M. R. L. attended the 1893 Parliament of the World's Religions as a Christian Scientist. There she met Anagarika Dharmapala. In 1917, she left the Christian Science Church when it endorsed entry into World War I. She visited Leo Tolstoy in Russia and Cosima Wagner in Germany. She met George Bernard Shaw, who supposedly gave her the nickname "Emarel" from her initials. Sharpe was known for dressing in faux furs. In 1911, she co-founded the Millennium Guild, named after the prophecy of Isaiah 9:11 of a day when hurting and killing would cease.

Sharpe hosted vegetarian dinners and films of slaughterhouses at her home, which was known as Providence House. She organized an annual vegetarian thanksgiving dinner at Copley Plaza Hotel. She served on the board of the New England Anti-Vivisection Society and was active in the Animal Rescue League of Boston.

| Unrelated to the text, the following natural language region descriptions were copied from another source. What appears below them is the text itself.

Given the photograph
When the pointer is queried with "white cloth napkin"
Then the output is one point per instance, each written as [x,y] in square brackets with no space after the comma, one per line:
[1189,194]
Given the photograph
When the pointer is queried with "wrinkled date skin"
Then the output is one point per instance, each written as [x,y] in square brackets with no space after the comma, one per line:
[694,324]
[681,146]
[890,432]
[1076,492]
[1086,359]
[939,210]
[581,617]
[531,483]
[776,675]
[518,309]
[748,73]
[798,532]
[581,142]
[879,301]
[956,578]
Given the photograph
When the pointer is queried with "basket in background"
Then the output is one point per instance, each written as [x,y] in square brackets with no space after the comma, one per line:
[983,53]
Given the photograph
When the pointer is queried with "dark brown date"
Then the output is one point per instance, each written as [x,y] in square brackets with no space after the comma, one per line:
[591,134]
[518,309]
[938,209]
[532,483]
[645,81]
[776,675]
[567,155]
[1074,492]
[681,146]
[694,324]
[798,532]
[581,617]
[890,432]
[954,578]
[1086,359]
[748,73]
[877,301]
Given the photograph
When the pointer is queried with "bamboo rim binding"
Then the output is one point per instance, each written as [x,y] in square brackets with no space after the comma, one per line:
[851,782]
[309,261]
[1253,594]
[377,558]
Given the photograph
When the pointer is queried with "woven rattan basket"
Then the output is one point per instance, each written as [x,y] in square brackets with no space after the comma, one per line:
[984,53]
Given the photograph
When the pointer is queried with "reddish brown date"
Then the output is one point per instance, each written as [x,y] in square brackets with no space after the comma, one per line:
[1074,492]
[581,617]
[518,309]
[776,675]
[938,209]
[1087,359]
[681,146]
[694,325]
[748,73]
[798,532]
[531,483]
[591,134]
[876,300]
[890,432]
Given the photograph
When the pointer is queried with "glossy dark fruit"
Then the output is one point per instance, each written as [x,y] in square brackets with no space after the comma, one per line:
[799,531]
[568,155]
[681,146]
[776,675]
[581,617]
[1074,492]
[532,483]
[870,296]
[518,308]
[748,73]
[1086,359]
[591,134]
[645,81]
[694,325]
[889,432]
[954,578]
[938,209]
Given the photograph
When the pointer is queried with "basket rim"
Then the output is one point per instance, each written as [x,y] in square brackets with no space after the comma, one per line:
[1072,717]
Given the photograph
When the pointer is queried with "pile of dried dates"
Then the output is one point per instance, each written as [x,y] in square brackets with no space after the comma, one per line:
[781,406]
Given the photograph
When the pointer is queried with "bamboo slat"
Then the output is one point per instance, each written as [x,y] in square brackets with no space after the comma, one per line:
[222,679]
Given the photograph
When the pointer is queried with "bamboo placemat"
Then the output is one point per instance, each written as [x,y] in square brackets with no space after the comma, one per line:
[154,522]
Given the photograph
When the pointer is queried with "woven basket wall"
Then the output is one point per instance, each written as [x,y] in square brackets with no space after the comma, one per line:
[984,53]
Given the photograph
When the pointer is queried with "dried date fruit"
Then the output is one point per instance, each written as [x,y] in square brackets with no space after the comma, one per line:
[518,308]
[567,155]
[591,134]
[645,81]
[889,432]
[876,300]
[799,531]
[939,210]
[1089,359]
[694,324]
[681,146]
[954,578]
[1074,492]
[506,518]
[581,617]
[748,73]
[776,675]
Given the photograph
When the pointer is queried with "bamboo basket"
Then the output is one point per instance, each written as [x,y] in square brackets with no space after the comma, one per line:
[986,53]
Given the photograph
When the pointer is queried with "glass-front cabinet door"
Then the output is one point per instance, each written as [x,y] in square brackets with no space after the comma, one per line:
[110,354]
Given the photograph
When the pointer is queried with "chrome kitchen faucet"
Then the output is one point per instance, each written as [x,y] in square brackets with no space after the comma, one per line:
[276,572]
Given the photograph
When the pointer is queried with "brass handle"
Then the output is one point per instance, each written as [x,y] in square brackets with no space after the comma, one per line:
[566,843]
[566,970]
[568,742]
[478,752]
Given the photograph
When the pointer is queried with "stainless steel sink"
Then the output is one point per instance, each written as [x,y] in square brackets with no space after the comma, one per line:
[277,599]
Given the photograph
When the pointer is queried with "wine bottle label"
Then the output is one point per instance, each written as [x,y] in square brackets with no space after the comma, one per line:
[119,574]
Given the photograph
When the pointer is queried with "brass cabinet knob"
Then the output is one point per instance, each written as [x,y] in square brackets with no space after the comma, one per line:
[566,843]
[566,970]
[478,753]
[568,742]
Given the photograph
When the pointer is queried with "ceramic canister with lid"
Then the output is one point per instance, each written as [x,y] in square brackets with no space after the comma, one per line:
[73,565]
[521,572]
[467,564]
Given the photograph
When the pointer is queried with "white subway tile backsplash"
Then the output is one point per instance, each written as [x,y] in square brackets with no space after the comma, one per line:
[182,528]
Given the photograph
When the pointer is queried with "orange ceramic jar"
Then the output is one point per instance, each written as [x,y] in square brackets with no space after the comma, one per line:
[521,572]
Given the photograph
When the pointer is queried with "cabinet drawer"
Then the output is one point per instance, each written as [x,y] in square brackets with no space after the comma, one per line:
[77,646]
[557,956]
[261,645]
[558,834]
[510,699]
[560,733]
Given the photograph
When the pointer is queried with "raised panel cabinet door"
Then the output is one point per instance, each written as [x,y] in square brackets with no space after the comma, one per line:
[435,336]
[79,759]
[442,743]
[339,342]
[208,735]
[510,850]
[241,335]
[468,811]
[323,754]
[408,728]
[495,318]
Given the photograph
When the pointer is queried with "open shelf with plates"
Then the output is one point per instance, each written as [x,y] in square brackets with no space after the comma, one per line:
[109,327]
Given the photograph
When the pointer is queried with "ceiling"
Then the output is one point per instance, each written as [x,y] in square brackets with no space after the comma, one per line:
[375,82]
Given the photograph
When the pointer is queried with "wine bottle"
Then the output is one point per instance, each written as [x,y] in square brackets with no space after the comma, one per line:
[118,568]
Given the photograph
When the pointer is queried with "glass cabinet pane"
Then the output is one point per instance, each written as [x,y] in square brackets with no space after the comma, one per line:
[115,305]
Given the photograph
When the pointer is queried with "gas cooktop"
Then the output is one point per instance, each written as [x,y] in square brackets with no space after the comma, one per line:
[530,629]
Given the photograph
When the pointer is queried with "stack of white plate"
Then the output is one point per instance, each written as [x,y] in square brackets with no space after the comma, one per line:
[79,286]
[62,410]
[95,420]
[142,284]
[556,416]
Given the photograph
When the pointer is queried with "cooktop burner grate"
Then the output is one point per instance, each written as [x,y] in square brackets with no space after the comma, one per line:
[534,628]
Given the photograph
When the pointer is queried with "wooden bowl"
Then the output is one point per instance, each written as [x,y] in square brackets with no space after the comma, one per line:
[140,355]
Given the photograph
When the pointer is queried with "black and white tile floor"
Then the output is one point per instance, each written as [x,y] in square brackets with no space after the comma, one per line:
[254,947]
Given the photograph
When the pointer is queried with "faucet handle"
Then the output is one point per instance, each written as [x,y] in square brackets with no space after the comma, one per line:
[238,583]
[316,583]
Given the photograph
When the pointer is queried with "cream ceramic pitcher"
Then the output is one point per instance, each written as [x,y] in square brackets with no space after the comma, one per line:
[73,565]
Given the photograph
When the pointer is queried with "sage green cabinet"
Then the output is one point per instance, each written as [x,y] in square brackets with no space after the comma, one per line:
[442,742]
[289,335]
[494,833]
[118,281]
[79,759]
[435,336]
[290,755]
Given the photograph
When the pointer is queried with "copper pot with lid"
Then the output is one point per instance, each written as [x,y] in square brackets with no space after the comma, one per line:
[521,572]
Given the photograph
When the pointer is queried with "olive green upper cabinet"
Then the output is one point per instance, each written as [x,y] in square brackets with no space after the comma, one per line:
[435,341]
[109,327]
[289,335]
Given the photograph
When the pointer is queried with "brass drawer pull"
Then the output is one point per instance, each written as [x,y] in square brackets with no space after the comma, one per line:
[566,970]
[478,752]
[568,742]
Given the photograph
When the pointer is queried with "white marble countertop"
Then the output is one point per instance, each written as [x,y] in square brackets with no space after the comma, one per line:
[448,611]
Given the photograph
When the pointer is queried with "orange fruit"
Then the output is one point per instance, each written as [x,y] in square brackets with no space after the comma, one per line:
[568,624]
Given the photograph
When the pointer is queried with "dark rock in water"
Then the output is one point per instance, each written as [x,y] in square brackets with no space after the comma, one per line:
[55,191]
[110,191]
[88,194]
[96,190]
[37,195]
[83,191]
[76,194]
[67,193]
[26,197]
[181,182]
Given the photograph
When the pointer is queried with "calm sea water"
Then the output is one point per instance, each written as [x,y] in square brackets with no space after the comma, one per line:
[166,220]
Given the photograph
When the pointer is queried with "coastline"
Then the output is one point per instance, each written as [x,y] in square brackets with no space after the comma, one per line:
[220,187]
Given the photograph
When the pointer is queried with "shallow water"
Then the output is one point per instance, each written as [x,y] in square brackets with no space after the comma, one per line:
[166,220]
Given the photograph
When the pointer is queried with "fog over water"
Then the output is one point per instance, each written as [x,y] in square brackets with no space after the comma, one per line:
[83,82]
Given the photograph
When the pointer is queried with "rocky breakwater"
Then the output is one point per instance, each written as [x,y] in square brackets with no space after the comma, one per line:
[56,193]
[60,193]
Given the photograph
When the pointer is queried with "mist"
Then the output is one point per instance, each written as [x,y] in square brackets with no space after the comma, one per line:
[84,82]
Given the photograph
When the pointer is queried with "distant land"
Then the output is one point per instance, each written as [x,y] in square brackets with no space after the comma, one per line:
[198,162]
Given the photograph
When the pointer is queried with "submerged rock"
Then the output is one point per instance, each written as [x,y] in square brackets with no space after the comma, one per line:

== Selected publications ==

- "The Golden Rule Cook Book: Six Hundred Recipes for Meatless Dishes" (1908) and subsequent editions through 1926.
- Some Reasons Against the Carnivorous Diet as Given in the Preface to the "Golden Rule Cook Book". Vegetarian Society of New York, 1926.
- Selections From Three Essays By Richard Wagner. Record Press, 1933.